Five years later, Spitzer has set out to take some of that local
regulatory power back, in his run for New York City comptroller.
Mounting the attack against him, however, are not just Wall Street banks
but women’s groups opposed to this apparent endorsement of the
exploitation of women. On August 17th, the New York Post endorsed
Spitzer’s opponent and ran a scathing cover story attempting to
embarrass Spitzer based on the single issue of his personal life.
Lynn Parramore, who considers herself a feminist, countered
in an August 8th Huffington Post article that it is likely to be in the
best interests of the very women who are opposing him to forgive and
move on. His stand for women’s reproductive rights and other feminist
issues is actually quite strong, and his role as Wall Street watchdog
protected women from predatory financial practices. As New York Attorney
General, he was known as the “Sheriff of Wall Street.” He is one of the
few people with not only the insight and experience to expose Wall
Street corruption but the courage to go after the perpetrators.
Targeted for Take-down
The February 2008 Washington Post article that preceded Spitzer’s
political travails was written when the state attorneys general were
being preempted by the Federal Reserve as watchdogs of the banks.
Critics called it a case of the fox guarding the hen house. Spitzer wrote:
Several years ago, state attorneys general and others involved in consumer protection began to notice a marked increase in a range of predatory lending practices by mortgage lenders. . . . These and other practices, we noticed, were having a devastating effect on home buyers.
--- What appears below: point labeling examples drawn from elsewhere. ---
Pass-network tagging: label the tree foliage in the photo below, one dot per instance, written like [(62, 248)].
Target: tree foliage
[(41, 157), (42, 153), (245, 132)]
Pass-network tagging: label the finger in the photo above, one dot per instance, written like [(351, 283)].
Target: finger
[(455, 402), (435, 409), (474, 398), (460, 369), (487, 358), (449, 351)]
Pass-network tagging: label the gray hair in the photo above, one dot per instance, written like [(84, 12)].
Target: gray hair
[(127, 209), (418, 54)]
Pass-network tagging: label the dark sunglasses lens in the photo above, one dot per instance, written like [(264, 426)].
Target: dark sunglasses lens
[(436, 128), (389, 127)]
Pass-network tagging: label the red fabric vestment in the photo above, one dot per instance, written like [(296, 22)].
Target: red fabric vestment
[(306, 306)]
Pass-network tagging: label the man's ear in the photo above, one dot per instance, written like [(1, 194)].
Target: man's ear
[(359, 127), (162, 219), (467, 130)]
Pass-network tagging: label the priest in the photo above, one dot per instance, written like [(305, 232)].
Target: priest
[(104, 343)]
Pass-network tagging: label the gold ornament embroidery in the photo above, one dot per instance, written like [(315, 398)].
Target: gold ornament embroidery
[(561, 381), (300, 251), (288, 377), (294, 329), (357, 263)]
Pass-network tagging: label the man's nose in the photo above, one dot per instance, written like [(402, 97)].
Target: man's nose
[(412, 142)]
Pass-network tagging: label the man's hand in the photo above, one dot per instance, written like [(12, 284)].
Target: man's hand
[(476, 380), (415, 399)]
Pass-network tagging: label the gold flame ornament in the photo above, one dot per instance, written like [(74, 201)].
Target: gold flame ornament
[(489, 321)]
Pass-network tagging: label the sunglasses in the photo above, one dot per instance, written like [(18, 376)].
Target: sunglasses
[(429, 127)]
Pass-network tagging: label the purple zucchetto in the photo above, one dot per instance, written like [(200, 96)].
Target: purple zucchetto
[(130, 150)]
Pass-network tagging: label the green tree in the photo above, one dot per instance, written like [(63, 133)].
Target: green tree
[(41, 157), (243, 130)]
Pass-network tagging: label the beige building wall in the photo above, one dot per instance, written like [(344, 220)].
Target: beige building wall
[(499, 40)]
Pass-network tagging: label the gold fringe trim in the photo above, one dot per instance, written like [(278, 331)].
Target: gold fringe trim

In addition, the widespread nature of these practices, if left unchecked, threatened our financial markets.
Even though predatory lending was becoming a national problem, the Bush administration looked the other way and did nothing to protect American homeowners. In fact, the government chose instead to align itself with the banks that were victimizing consumers. . . . [A]s New York attorney general, I joined with colleagues in the other 49 states in attempting to fill the void left by the federal government. . . .
Not only did the Bush administration do nothing to protect consumers, it embarked on an aggressive and unprecedented campaign to prevent states from protecting their residents from the very problems to which the federal government was turning a blind eye. . . . The administration accomplished this feat through an obscure federal agency called the Office of the Comptroller of the Currency (OCC). . . . In 2003, during the height of the predatory lending crisis, the OCC invoked a clause from the 1863 National Bank Act to issue formal opinions preempting all state predatory lending laws, thereby rendering them inoperative. The OCC also promulgated new rules that prevented states from enforcing any of their own consumer protection laws against national banks. The federal government’s actions were so egregious and so unprecedented that all 50 state attorneys general, and all 50 state banking superintendents, actively fought the new rules. But the unanimous opposition of the 50 states did not deter, or even slow, the Bush administration in its goal of protecting the banks. In fact, when my office opened an investigation of possible discrimination in mortgage lending by a number of banks, the OCC filed a federal lawsuit to stop the investigation.